Kündigung wegen Bagatelldelikts unverhältnismäßig

Das Landesarbeitsgericht Köln hat mit Urteil vom 6. Juli 2023 (Az.: 6 Sa 94/23) entschieden, dass die fristlose Kündigung eines Arbeitnehmers, der drei Europaletten an ein Osterfeuer gespendet hat, unwirksam ist, weil sie nicht auf einem wichtigen Grund im Sinne von § 626 BGB beruht.

Der Sachverhalt

Der Kläger war seit 2015 als Lagerist bei der Beklagten beschäftigt, einem Großhandel für Baustoffe mit einem großen Lagerplatz, auf dem unter anderem Europaletten gelagert werden. Der Kläger war für die Verwaltung und den Transport der Europaletten zuständig.

Im April 2021 spendete der Kläger ohne Wissen und Zustimmung der Beklagten drei Europaletten an ein Osterfeuer, das von einem örtlichen Verein organisiert wurde. Der Kläger war Mitglied des Vereins und hatte sich bereit erklärt, das Osterfeuer mit Holz zu versorgen. Er nahm die drei Europaletten von dem Lagerplatz der Beklagten und transportierte sie mit seinem privaten Pkw zu dem Osterfeuer. Der Wert der Europaletten betrug ca. 30 Euro.

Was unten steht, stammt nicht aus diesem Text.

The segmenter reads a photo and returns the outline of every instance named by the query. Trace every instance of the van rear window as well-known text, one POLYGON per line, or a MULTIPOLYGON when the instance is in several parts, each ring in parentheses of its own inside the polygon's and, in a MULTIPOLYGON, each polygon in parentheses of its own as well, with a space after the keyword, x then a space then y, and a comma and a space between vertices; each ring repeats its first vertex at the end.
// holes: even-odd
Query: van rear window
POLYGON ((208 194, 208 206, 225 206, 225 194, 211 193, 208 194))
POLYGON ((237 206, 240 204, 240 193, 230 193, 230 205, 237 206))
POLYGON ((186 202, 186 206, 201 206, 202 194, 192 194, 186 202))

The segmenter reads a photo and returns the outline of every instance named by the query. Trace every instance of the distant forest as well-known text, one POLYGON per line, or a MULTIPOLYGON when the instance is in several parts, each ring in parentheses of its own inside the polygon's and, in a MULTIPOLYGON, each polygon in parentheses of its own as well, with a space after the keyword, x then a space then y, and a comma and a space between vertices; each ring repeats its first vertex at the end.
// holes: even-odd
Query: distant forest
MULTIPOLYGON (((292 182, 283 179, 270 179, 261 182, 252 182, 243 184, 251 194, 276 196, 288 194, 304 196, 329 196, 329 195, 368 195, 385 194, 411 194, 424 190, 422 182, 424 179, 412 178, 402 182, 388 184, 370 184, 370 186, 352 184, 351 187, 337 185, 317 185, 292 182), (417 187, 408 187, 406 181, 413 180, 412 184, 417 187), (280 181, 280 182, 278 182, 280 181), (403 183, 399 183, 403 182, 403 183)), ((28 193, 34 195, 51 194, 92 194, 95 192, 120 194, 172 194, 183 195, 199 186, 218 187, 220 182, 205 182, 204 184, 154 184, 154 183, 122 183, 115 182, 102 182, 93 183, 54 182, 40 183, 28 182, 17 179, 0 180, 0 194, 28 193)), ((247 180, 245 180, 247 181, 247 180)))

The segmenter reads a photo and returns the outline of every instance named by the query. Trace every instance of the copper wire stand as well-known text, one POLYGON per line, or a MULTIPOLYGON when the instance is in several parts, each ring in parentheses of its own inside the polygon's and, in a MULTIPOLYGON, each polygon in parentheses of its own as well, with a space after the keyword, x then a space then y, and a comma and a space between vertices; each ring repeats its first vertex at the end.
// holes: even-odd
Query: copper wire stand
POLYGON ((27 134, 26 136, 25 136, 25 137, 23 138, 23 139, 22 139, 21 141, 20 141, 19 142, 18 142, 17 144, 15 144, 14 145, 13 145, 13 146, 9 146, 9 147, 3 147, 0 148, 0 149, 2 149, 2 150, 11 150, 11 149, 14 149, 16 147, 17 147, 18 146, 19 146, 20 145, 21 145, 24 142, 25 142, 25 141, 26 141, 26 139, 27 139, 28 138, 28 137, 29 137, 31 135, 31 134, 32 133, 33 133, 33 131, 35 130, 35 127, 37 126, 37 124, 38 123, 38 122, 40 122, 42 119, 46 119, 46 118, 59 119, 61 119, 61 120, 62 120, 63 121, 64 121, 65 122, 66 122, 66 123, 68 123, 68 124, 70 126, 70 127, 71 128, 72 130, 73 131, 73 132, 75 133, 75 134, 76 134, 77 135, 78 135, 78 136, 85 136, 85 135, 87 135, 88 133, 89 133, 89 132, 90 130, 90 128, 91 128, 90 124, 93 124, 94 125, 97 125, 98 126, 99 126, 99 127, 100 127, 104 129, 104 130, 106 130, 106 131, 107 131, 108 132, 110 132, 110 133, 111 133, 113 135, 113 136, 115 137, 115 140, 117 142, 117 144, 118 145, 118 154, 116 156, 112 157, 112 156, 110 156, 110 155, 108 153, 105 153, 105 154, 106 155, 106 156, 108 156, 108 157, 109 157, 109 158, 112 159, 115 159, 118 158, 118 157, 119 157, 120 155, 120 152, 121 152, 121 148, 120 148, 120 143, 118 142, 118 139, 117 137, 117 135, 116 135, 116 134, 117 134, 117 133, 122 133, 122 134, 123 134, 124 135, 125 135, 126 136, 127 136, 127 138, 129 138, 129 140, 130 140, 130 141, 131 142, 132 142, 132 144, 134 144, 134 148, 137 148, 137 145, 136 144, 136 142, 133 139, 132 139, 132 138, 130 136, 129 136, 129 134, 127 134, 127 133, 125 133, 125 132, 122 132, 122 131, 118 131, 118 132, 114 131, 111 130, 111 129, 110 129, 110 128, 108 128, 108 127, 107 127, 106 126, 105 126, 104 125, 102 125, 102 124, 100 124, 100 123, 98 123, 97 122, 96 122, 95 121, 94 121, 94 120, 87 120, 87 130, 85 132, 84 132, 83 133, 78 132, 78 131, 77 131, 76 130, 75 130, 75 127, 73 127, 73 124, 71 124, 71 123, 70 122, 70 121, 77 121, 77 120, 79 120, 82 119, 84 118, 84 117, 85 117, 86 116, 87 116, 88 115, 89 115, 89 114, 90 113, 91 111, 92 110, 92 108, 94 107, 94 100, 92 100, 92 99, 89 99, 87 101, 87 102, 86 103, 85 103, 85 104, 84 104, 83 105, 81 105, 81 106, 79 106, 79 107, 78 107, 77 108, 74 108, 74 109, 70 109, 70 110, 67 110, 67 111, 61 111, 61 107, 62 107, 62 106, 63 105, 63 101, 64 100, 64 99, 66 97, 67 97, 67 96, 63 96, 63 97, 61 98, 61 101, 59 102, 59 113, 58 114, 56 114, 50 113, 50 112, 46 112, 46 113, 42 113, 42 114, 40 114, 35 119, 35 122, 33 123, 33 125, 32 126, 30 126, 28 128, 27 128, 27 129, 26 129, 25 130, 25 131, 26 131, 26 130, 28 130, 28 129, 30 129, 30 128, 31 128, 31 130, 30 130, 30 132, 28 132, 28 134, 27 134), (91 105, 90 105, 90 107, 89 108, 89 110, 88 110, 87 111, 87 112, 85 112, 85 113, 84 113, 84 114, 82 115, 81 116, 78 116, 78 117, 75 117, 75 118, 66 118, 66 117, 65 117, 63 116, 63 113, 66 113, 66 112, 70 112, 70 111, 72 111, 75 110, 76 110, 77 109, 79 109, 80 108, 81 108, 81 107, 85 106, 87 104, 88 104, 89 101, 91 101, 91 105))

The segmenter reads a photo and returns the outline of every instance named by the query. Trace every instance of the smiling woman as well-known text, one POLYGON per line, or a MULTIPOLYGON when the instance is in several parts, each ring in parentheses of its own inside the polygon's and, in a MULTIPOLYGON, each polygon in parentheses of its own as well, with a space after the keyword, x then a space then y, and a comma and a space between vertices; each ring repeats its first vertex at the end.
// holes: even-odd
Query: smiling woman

Die Beklagte erfuhr von dem Vorfall durch einen anonymen Hinweis und konfrontierte den Kläger damit. Dieser räumte sein Fehlverhalten ein, entschuldigte sich und bot an, den Schaden zu ersetzen sowie eine Abmahnung zu akzeptieren. Die Beklagte lehnte das Angebot ab und erklärte die fristlose, hilfsweise ordentliche Kündigung des Arbeitsverhältnisses mit dem Kläger. Die Begründung der Kündigung lautete, dass der Kläger das Eigentum der Beklagten veruntreut und ihr Vertrauen schwer erschüttert habe. Der Kläger erhob Klage gegen die Kündigung und verlangte die Fortsetzung des Arbeitsverhältnisses.

Die Entscheidung

Das Landesarbeitsgericht hat die Berufung der Beklagten gegen das erstinstanzliche Urteil des Arbeitsgerichts Köln zurückgewiesen. Das Gericht stellte fest, dass die Kündigung des Arbeitsverhältnisses unwirksam sei, weil sie nicht auf einem wichtigen Grund im Sinne von § 626 BGB beruhe. Das Gericht stützte sich dabei auf folgende Gesichtspunkte:

  • Obwohl das Verhalten des Klägers einen Pflichtverstoß darstellte, der grundsätzlich eine Kündigung rechtfertigen könnte, war der Pflichtverstoß nicht so schwerwiegend, dass er das Vertrauensverhältnis nachhaltig zerstört hätte.
  • Der durch den Kläger verursachte Schaden war geringfügig, da es sich um drei Europaletten im Wert von ca. 30 Euro handelte, und die Beklagte keinen wirtschaftlichen Nachteil erlitt.
  • Der Kläger zeigte sofort Reue und Einsicht, entschuldigte sich und bot an, den Schaden zu ersetzen sowie eine Abmahnung zu akzeptieren.
  • Der Kläger war seit 2015 bei der Beklagten beschäftigt, hatte bisher beanstandungsfreie Arbeitsleistungen erbracht und keine vorherigen Abmahnungen erhalten. Seine Handlung war motiviert durch soziales Engagement für das Osterfeuer, nicht durch kriminelle Absicht.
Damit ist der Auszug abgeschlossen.